Canavarlar zamanı
Son yıllarda sosyal medyada, giderek sıklaşan bir biçimde, İtalyan Komünist Partisi’nin kurucu teorisyeni Gramsci’ye atfedilen bir söz alıntılanıyor: “Eski dünya ölüyor, yeni dünya ise doğum sancıları çekiyor: Şimdi canavarlar zamanı.”

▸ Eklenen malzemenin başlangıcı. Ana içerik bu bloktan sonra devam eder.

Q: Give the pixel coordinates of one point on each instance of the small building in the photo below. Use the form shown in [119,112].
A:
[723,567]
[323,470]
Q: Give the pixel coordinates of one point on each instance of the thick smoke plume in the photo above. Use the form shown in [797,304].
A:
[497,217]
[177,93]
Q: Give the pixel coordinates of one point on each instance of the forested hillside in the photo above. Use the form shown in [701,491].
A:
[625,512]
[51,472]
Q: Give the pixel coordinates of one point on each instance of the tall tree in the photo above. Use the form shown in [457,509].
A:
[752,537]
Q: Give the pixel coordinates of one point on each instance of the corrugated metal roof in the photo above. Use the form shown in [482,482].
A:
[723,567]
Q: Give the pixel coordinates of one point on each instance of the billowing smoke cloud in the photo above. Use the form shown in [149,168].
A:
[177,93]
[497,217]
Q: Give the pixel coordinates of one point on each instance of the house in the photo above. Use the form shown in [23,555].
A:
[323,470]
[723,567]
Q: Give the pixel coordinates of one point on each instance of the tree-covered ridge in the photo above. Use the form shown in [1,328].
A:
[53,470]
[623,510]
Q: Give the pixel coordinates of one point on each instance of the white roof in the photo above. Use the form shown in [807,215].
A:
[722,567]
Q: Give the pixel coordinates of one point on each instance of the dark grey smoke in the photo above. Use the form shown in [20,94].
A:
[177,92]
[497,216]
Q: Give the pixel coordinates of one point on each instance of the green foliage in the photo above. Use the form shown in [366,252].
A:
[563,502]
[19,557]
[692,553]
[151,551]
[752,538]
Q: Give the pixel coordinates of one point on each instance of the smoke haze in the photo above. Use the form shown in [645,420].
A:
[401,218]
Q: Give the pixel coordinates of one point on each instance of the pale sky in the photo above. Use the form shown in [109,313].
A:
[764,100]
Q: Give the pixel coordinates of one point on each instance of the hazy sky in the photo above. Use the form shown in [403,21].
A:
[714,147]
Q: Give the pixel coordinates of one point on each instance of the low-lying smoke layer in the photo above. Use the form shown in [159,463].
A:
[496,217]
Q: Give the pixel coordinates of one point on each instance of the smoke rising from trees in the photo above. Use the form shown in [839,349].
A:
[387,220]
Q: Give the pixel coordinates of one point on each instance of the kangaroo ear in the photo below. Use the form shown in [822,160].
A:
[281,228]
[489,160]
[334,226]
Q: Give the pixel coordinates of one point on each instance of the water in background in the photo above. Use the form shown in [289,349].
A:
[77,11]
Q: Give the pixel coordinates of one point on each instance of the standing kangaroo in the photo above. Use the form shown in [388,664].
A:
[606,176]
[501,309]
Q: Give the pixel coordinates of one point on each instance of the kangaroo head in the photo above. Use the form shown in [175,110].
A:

Gramsci tam olarak böyle demedi. Alıntının orijinal hali daha az dramatik, ama bana kalırsa çok daha düşündürücü: “Kriz tam anlamıyla eskinin ölüyor ve yeninin henüz doğamıyor olmasından kaynaklanıyor; bu fetret devrinde çok çeşitli hastalık belirtileri görülüyor.”1
Gramsci bu satırları 1930’da, Büyük Buhran sırasında, Avrupa’da faşizm yükselirken İtalyan faşistlerinin onu kapattığı zindanda yazmıştı. Dolayısıyla alıntının dramatize edilmiş hali orijinal içeriğini seyreltse de özünden kopartmıyor; Gramsci gerçekten de bir canavarlar zamanında yaşıyor ve mücadele ediyordu. Ne var ki görenleri dehşete düşüren tüm canavarlıklar, savaş, soykırım, ırkçılık, kitlesel histeri gerçekten de hastalığın kök sebebi değil, belirtileriydi. Emperyalist kapitalizm Ekim Devrimi ve Büyük Buhran ile sıkıştığı cendereden çıkmaya çalışıyor, yaralanmış bir yırtıcı hayvan gibi etrafa saldırıyordu.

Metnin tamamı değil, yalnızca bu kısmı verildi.